Placement Prep

For Loop in Python: Syntax, range(), and Worked Examples

Learn how Python's for loop iterates over lists, strings, and ranges. Covers range(), break, continue, nested loops, and placement coding patterns.

By FACE Prep Team 6 min read
python for-loop range loops beginners placement-prep programming

Python’s for loop iterates directly over a sequence, no index counter required, making it the standard tool for placement coding questions involving lists, strings, and ranges.

The loop visits each element in turn, assigns it to the loop variable, runs the indented block, then moves to the next element. When the sequence runs out, the loop ends. This design handles the bookkeeping automatically.

What a for loop does

In C, Java, and C++, a for loop typically manages an index explicitly. You write something like int i = 0; i < n; i++ and track the position yourself. Python takes a different approach: you name the sequence, and the interpreter handles the position.

This makes Python for loops shorter to write and removes an entire class of off-by-one errors. The tradeoff is that when you genuinely need the index, you ask for it explicitly using enumerate().

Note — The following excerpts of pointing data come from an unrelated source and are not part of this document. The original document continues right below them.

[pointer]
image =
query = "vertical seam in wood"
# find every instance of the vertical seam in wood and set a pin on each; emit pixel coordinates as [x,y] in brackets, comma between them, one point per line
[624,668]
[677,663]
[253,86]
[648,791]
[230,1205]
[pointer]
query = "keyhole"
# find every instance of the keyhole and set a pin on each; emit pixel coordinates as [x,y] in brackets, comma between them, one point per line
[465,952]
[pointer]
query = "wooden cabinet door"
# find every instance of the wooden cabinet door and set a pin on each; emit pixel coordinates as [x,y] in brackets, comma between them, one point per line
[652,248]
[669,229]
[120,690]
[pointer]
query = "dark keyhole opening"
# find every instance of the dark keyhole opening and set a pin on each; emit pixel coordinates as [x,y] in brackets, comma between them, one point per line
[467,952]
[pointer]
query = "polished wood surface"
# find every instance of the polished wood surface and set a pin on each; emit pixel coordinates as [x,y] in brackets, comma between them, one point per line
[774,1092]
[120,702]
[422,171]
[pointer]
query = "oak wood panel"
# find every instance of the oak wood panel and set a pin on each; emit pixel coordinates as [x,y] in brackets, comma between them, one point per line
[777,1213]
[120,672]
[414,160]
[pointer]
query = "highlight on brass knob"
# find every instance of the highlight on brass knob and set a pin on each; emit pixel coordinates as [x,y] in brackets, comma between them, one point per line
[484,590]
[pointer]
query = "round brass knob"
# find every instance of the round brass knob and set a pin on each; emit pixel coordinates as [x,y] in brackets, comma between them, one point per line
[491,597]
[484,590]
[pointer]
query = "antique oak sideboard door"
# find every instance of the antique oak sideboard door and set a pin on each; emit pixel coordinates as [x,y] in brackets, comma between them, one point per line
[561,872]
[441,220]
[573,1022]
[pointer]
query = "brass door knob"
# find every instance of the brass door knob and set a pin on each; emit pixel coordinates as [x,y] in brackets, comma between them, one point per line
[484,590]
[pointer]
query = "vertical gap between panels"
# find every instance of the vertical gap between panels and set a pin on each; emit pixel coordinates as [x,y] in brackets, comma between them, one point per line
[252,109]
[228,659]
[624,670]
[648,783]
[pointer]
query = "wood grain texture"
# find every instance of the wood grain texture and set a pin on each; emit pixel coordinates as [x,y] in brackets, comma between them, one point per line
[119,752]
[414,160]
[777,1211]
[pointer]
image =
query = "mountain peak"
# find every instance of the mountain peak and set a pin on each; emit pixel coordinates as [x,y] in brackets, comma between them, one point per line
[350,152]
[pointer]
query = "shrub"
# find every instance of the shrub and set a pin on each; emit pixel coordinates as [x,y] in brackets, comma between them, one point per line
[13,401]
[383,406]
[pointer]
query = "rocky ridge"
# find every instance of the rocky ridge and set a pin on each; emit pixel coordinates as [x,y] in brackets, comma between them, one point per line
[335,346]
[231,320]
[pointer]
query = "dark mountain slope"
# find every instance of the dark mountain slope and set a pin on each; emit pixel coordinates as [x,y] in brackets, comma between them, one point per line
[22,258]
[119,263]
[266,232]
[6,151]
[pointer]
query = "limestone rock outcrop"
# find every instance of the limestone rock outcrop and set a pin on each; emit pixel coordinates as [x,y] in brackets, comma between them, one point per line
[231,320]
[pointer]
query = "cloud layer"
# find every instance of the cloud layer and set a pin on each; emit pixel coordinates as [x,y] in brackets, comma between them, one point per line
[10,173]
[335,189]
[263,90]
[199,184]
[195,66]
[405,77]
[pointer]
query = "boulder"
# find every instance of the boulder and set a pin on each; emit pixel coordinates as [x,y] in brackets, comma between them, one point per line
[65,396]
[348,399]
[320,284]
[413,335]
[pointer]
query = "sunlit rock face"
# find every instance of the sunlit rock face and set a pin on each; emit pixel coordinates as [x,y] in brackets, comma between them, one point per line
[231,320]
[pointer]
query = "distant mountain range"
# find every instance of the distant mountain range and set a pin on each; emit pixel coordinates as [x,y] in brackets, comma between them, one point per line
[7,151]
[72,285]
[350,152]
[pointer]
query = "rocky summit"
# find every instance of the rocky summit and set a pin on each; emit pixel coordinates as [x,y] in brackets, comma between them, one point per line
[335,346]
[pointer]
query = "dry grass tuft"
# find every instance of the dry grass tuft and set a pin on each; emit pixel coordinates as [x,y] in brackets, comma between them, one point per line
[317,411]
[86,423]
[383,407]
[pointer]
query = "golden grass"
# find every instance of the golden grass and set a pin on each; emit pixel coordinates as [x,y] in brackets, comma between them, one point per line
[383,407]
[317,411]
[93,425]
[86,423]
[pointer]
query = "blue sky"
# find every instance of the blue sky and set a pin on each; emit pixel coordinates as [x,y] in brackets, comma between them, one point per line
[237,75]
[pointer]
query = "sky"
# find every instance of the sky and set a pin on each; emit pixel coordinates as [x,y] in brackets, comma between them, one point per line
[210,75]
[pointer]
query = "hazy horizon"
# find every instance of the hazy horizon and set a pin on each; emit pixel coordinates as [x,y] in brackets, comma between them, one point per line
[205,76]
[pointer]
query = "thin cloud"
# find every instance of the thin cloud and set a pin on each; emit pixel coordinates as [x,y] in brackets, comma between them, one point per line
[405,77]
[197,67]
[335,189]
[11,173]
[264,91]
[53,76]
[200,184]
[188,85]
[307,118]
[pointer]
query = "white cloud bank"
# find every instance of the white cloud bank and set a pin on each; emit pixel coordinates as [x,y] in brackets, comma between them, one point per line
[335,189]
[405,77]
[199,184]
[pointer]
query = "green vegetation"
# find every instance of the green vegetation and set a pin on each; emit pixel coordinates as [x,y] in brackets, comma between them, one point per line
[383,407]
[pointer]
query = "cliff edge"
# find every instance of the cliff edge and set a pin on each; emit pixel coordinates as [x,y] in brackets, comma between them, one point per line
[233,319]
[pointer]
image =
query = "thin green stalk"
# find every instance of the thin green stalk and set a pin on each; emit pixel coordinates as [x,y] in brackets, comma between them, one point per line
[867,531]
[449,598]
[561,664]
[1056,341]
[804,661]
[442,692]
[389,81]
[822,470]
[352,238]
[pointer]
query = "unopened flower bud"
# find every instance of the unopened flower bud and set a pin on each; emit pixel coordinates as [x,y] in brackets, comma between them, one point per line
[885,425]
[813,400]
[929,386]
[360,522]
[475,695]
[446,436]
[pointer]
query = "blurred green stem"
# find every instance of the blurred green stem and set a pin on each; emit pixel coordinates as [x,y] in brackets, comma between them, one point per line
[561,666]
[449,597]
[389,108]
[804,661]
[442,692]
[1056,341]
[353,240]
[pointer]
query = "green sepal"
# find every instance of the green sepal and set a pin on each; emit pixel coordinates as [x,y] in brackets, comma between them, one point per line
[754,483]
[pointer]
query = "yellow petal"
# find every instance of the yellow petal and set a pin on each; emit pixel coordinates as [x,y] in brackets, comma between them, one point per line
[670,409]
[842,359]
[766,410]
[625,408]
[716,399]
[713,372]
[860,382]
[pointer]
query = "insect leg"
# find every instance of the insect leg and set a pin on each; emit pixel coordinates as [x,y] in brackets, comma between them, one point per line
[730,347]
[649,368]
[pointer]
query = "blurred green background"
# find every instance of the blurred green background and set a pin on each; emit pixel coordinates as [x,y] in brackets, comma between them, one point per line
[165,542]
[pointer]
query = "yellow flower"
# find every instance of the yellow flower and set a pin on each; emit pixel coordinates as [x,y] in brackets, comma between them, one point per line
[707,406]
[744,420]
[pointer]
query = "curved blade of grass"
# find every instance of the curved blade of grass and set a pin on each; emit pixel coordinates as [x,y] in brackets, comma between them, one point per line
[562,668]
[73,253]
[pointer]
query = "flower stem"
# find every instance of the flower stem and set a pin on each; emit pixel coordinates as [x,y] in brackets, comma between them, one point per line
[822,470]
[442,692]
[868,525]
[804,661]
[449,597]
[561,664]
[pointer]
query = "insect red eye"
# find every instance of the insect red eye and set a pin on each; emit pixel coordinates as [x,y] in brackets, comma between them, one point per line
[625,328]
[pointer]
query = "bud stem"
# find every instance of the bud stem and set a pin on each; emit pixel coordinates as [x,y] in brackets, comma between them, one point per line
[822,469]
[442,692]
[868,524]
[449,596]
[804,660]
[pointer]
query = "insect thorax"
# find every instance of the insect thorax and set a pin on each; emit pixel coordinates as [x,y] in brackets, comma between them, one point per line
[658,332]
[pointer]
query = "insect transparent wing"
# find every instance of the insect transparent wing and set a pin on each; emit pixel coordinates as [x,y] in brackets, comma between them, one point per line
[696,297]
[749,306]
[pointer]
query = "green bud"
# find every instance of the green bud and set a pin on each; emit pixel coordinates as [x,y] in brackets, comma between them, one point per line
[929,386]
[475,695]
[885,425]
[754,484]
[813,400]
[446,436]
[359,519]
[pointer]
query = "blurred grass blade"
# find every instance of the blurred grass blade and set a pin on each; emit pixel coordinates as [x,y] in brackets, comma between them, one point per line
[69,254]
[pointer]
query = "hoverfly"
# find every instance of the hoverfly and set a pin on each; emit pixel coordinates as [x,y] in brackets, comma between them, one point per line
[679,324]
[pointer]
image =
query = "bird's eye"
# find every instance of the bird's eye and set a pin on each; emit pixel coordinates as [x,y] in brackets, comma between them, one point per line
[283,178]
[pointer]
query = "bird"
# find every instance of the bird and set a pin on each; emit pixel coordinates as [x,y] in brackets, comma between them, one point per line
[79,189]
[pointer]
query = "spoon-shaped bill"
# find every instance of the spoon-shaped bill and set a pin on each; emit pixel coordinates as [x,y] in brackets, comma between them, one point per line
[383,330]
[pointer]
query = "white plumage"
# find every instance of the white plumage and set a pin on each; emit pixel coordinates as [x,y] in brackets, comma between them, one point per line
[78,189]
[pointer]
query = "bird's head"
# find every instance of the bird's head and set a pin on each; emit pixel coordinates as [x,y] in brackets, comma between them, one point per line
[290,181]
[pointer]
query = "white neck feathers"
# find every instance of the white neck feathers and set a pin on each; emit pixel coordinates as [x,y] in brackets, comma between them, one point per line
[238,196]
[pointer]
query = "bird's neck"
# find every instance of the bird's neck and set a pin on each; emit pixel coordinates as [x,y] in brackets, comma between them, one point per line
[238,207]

Most placement problems don’t need the index at all.

Three situations where a for loop is the right tool:

  • You need to process each element of a list or tuple.
  • You need to examine each character in a string.
  • You need to repeat an operation a fixed number of times using range().

The loop body can contain any code: a print statement, a calculation, a conditional, another loop. Python does not restrict what goes inside.

The for loop syntax

The Python 3 documentation defines the for loop as iterating over the items of any sequence in the order they appear.

The syntax:

for variable in sequence:
    # code block runs once per element

Three parts:

  • variable — the name that holds the current element on each iteration. Any valid Python identifier works. Common choices: item, i, num, char, element.
  • sequence — any Python iterable: list, tuple, string, dictionary, the output of range(), or a file object.
  • Indentation — the body must be indented consistently. Four spaces is the Python standard. Python uses indentation instead of braces to mark code blocks.

One important note: the Python documentation advises against modifying the sequence while iterating over it. Doing so produces unpredictable results. If you need to modify a list while looping, iterate over a copy and build a new list instead.

Iterating over lists, strings, dictionaries, and range()

Lists

A list is the most common sequence to iterate over in placement coding rounds.

scores = [85, 92, 78, 95]
for score in scores:
    print(score)

Output:

85
92
78
95

Each value is visited in order. The loop variable score takes the value 85 on the first iteration, 92 on the second, and so on.

Strings

Strings are sequences of characters. A for loop visits each character in turn.

for char in "FACE":
    print(char)

Output:

F
A
C
E

This character-by-character pattern is the foundation of palindrome checks, vowel counts, and character-classification problems. The basic Python programs collection includes ready-to-run examples that use this pattern to check for vowels and classify character types.

Dictionaries

Iterating over a dictionary gives you access to keys, values, or both, depending on which method you call.

result = {"name": "Priya", "branch": "CSE", "score": 92}
for key, value in result.items():
    print(key, ":", value)

Output:

name : Priya
branch : CSE
score : 92

Three iteration methods:

  • .items() — yields (key, value) tuples on each iteration.
  • .keys() — yields only the keys.
  • .values() — yields only the values.

Python 3.7 and later guarantees that dictionary iteration follows insertion order.

Using range()

The range() built-in generates an immutable sequence of integers without allocating a full list in memory. This makes it efficient for large counts.

Three forms:

  • range(stop) — integers from 0 up to, but not including, stop.
  • range(start, stop) — integers from start up to, but not including, stop.
  • range(start, stop, step) — every step-th integer from start to stop.
# Integers 0 to 4
for i in range(5):
    print(i)

Output: 0, 1, 2, 3, 4 (one per line).

# Odd integers from 1 to 9
for i in range(1, 10, 2):
    print(i)

Output: 1, 3, 5, 7, 9.

# Countdown from 5 to 1
for i in range(5, 0, -1):
    print(i)

Output: 5, 4, 3, 2, 1.

A negative step reverses direction. Countdown loops using range(n, 0, -1) appear in pattern-printing questions in TCS and Infosys placement rounds.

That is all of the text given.